Here my process drops a fake version of ProcessExplorer under the %temp% dir as “PROCEXP64.exe”. Its marked read-only (you can try this at home actually). This is a simple program that just says “Hijacked” to the console.

Now when we try to run Procexp.exe, it hits this flaw and instead runs our fake “PROCEXP64.exe”.

 

This shows a hijack is possible, but I think we can do better, since this is limited to 64-bit OS running 32-bit Sysinternals.

 

The DLL Hijack (final solution)

This is final method I choose for the POC. Looking at Sysinternal RegKeys, we see one called “DbghelpPath”. This Registry key is writable for most applications since its the USER registry hive.

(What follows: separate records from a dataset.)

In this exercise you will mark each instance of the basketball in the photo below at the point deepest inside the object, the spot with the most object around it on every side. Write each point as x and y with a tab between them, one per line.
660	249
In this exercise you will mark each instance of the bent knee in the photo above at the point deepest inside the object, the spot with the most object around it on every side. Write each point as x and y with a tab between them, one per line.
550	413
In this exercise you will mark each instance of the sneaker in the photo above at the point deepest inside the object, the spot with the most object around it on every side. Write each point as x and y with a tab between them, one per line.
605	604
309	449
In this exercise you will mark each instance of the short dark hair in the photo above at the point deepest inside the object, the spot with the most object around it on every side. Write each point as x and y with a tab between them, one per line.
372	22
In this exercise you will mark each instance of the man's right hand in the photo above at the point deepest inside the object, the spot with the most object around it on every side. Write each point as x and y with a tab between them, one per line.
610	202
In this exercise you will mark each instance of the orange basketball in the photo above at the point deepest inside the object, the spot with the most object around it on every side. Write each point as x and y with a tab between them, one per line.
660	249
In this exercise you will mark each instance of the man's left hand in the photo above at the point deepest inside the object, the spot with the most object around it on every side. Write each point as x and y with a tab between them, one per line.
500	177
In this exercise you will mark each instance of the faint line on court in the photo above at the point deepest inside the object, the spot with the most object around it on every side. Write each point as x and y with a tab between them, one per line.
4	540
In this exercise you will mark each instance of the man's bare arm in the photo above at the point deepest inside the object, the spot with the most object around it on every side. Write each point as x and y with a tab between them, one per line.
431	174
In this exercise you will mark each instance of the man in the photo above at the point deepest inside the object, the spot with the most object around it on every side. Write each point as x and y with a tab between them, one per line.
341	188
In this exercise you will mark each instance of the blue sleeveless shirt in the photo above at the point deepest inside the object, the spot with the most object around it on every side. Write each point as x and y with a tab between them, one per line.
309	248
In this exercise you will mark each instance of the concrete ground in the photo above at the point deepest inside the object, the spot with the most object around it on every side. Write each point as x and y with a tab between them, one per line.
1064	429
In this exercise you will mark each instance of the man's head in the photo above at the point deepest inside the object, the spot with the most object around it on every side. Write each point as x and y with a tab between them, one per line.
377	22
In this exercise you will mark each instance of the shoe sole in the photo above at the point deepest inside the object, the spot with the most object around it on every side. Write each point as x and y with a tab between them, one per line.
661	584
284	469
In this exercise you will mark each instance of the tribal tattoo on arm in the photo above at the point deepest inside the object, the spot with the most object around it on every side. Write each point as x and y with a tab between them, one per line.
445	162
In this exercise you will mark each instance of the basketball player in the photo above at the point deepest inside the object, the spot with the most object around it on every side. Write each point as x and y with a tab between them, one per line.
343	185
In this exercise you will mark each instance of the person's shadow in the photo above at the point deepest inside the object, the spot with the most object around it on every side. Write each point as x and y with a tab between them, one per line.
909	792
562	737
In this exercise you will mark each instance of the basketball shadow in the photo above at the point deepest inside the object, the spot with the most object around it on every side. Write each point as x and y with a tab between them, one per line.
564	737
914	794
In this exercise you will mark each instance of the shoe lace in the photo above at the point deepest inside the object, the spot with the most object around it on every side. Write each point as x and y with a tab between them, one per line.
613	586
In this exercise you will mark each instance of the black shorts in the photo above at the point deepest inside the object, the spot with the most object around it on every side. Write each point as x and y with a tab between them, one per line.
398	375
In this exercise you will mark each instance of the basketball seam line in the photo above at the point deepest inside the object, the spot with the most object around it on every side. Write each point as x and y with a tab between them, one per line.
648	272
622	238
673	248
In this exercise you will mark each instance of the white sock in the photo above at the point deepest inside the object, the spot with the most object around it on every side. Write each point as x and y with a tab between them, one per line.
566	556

DbghelpPath key just points it to a path that it trusts to hold the “dbghelp.dll”. Well, I’ll just hijack this path then, thanks. My binary sets this key to point to the %TEMP% dir while dropping its own dbghelp.dll in temp (%TEMP%/DbgHelp.dll). When Procexp is runs, it will load the dll in this path. Once i get it to load my dll we hook ProcExp routines to hide my process. You can see the main code for this in

https://github.com/RISCYBusiness/Jadoube/blob/master/AntiSysInternals/AntiSysInternals/Procexp.cpp

This involved reversing ProcExp logic. After doing so, I found the best point to target the hook – OpenProcess API.

We patch OpenProcess Api, since, it is called for each process it shows to the output. Its better if I target a hook here, rather than hardcoded offset. If I do the later, it will be more volatile to different versions of ProcExp (since offsets can change, code added/removed). So instead I patch OpenProcess API, because when ProcExp calls it, theres a dangling r14 register that happens to point to the ProcExp PROCESS linked list. This PROCESS linked list structure is less likely to change between versions.

Here we patch:

Here we hook, to hide our process from ProcExp linked list. This involved reversing the PROCEXP process linked list structure a bit, but once done, we have a filter for filtering processes. Below this POC filters processes named “Malicious.exe”.

End Result

One cool thing about this, is that nearly all SysInternal tools have this DbgHelp path writable key, so you can theoretically do this with all Sysinternal Suite tools.